Digression (27)

Assise sur ce banc qui fait notre saison, nous comptons chaque petite goutte de pluie comme une effervescente cérémonie, de calme, de droiture et de joie. Nous échappons au moindre des bruits du monde. Combien de fois me suis-je retrouvée sous le platane du Jardin des Plantes ? Je n’ai pas toujours su donner aux arbres leur nom. Mais ai-je jamais manqué de saisir les palpables rugosités de l’écorce ? J’embrassais les feuilles et les fleurs. La guirlande de pluie sur la fenêtre, au matin, est un doux présage et j’observe la lumière du jour, perles nacrées du soleil caché derrière le voile nuageux. C’est ici que la crucialité nous saisit, sans détours. Voici que s’étourdit un pinson mystérieux enveloppé de branchages. Le moineau se baigne dans une flaque d’eau et nettoie avec minutie ses petites ailes. Tout a vacillé, et nous nous sommes échappée, tout en restant en cette Assise. Quel est donc ce navire imperturbable, ce Lac dorénavant stable ? Il n’est plus aucune émotion, si ce n’est ce Souffle puissant, à peine imperceptible. Beauté enchanteresse d’un monde véritable, d’une Terre promise. Sororité et fraternité des arbres balanciers : le cœur n’a pas changé. Il n’est point besoin de parler, ni d’écrire. L’instant est ici d’importance, relié au Ciel d’Amour. Unité et constance. Nulle trahison, ni corps mutilé, mais bien fervente Reliance, car la peur, aujourd’hui, est une drôlesse qui nous fait rire. J’embrasse Le Sol où je suis née et j’embrasse la vétuste fragilité de nos cœurs ensemencés. Sachez qu’en définitive, il n’est qu’un seul instant ; tout le reste est agitation.

Digression (26)

Peinture de Mark Arian

La guitare gratte quelques airs sur les cordes ivres alors que le balancement du corps ne s’est point séparé, ni d’ici, ni d’ailleurs et qu’il vit jusqu’au bout des doigts son étrangeté. Je n’ai pas su retenir la joie qu’aborde chacun des sens alors que la vie prête avec allégeance les couloirs diffus, quelques fois éclairés par une myriade d’étincelances, mais les pas et les silhouettes éthérées ne savent pas toujours déraciner l’opprobre.
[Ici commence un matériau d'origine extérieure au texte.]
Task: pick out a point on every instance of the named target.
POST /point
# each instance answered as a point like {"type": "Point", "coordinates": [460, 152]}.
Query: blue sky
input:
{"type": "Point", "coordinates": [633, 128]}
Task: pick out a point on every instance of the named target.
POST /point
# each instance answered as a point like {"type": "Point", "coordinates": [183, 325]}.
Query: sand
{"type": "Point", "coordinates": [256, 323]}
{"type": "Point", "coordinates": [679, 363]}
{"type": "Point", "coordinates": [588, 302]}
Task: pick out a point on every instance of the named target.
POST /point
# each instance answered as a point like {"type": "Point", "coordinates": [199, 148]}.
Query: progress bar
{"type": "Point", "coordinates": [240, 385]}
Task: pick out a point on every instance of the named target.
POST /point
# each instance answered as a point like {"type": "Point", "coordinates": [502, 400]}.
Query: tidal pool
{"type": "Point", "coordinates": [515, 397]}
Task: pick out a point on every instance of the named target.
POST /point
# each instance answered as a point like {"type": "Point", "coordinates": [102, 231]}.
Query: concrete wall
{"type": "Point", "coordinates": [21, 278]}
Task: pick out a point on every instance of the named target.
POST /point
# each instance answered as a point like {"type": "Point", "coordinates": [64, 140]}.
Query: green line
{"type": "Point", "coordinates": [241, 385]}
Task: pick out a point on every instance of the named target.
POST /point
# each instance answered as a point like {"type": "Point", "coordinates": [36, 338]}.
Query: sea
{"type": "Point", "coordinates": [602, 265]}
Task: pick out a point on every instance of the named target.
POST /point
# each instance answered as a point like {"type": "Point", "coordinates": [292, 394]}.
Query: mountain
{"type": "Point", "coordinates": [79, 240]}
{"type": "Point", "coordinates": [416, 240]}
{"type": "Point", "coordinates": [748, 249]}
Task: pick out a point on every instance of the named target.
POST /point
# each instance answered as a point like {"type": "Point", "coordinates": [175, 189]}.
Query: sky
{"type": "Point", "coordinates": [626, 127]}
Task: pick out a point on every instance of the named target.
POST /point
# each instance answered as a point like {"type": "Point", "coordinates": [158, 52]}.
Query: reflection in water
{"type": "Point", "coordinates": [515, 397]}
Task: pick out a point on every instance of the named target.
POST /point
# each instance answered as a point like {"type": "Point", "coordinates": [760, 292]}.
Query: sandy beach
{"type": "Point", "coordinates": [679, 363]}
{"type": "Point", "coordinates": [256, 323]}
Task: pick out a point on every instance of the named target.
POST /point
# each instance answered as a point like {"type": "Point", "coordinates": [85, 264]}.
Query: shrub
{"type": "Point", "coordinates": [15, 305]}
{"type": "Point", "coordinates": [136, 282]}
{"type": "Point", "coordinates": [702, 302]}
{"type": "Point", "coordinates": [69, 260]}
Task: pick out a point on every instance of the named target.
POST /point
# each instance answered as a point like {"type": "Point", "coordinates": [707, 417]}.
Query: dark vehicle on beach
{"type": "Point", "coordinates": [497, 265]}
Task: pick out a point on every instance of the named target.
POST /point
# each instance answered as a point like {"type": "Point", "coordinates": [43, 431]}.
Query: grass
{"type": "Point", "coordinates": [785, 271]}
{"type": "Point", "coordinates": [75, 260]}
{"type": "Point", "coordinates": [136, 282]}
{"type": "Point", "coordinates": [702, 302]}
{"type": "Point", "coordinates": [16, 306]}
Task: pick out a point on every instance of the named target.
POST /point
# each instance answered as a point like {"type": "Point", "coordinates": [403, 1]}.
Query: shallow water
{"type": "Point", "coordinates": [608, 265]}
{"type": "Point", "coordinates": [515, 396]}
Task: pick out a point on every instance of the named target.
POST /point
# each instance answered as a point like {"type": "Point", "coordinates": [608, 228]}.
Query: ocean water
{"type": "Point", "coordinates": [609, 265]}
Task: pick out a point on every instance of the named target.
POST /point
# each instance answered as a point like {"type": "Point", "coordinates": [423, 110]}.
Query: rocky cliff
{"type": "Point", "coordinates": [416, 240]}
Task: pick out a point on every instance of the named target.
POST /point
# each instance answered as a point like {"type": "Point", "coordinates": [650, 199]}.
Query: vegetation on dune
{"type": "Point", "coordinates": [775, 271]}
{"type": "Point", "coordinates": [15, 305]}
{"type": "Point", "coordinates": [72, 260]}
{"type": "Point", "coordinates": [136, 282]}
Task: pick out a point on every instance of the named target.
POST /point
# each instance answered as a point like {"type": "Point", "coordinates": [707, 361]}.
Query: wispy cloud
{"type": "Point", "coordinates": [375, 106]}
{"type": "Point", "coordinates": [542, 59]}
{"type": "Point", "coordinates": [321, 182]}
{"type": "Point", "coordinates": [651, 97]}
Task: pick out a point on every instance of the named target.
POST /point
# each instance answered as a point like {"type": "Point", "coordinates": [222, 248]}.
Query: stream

Il est vain de deviser avec la vie, elle est la première qui a parlé. Je l’entends souffler et nous révéler les plus infimes secrets et lorsque nous parlons, nous sommes à peine effrontée. Je m’en voudrais de vous voir disparaître dans les nébuleuses galactiques et alors que je me suis assise face à vous, j’ai reconnu chacun de vos gestes. Il me plaît à mon pauvre petit être de me noyer dans vos yeux si sérieux et il me plaît à moi de m’y promener, puis de regarder la vie qui vous a submergé. Oui, il me plaît infiniment de vous rencontrer et de parler, à vos côtés, par le biais d’un regard furtif et de vous compagner. Il me plaît de veiller au milieu des fétuques et que vous me parliez des lapins qui mangent l’herbe grasse et les immenses trèfles qui ont abondamment proliférés. Il me plaît de m’asseoir sur le banc d’un jardin secret, et que vous leviez le bras lors qu’un pli sillonne votre front halé par les nombreuses années. Je ne vous dis pas tout, je vous parle dans le silence et je vous dis ces choses pour ne jamais les oublier. Chaque moment est un prétexte pour vous visiter. C’est ainsi, je n’y peux rien. Alors petit être s’adresse à petit homme et ne peut plus le quitter. Vous m’avez dit : L’Ami est fidèle et je sais qu’il s’agit d’une promesse qui vient depuis fort longtemps, depuis qu’un certain jour a vu naître le rayonnement crépusculaire et que nos mains s’étaient liées par le serment de loyauté. Qu’est-ce donc que l’Amour, s’il n’est pas une éclosion d’Amour dans L’Amitié ?

Digression (25)

Aquarelle de Cindy Barillet 

Quand la lumière chante l’implacable danse de la pluie, sur les toits et tout au fond des bois ; quand le grenier tremble de notre émerveillement serein, vif, exalté ; quand je prends la main de petite sœur et que la joie nous arrache presque des larmes effervescentes d’amour et que tout nous semble d’une limpidité emphatique. Je n’ose prononcer le seul mot qui pourrait briser l’émotion vive d’un bonheur diffus. Le rire est la cascade d’une gloire méconnue et peu importe si nous ne savons rien, peu importe si nous finirons ridés sur les plis incroyables du temps, l’enfant ouvre les yeux d’amour et le père entre avec une multitude de lumière, quelques brins de muguet et sa propre légèreté. Nous dessinons dans la chambre, ma sœur et moi, des fleurs : le lilas qui se penche, les gueules de loup au velours secret. Tous les noms que les fées ont saupoudrés d’irréalité. Je m’évade dans les gouttelettes et je rejoins le cœur pur qui m’attend, là-bas au bout du chemin. Nous conversons longtemps et nous nous endormons avec la petite chanson du mois de mai, les lanternes de notre sororité. Dans le rêve, je replace une fourmi égarée sur son chemin, et j’admire, ça et là, les papillons de nuit. Ils sont étonnamment secrets et je ne sache pas plus grande hébétude devant les choses que nos yeux ont caressées. Entends ! C’est encore la réalité éternelle du cœur ouvert. J’aimerais tout vous conter, tout vous ensemencer de mots fluviaux qui parfument les pétales pudiques de nos découvertes. Perdue en haut de la colline, mes yeux rient. Jamais je ne t’oublierai, Ô Joie exaltée ! Ô Épanchement ! Ô Vibrations ! J’ai fait courir, sur la soie, les couleurs du pinceau d’Amour et des pinsons de gaieté. La fauvette nous rattrape et nous confie le doux secret. Ne l’avez-vous donc pas découvert, ce Mystère ? Des petits cailloux égarés pour vous… Je ne reviendrai pas ; je ne reviendrai pas. Telle est ma joie !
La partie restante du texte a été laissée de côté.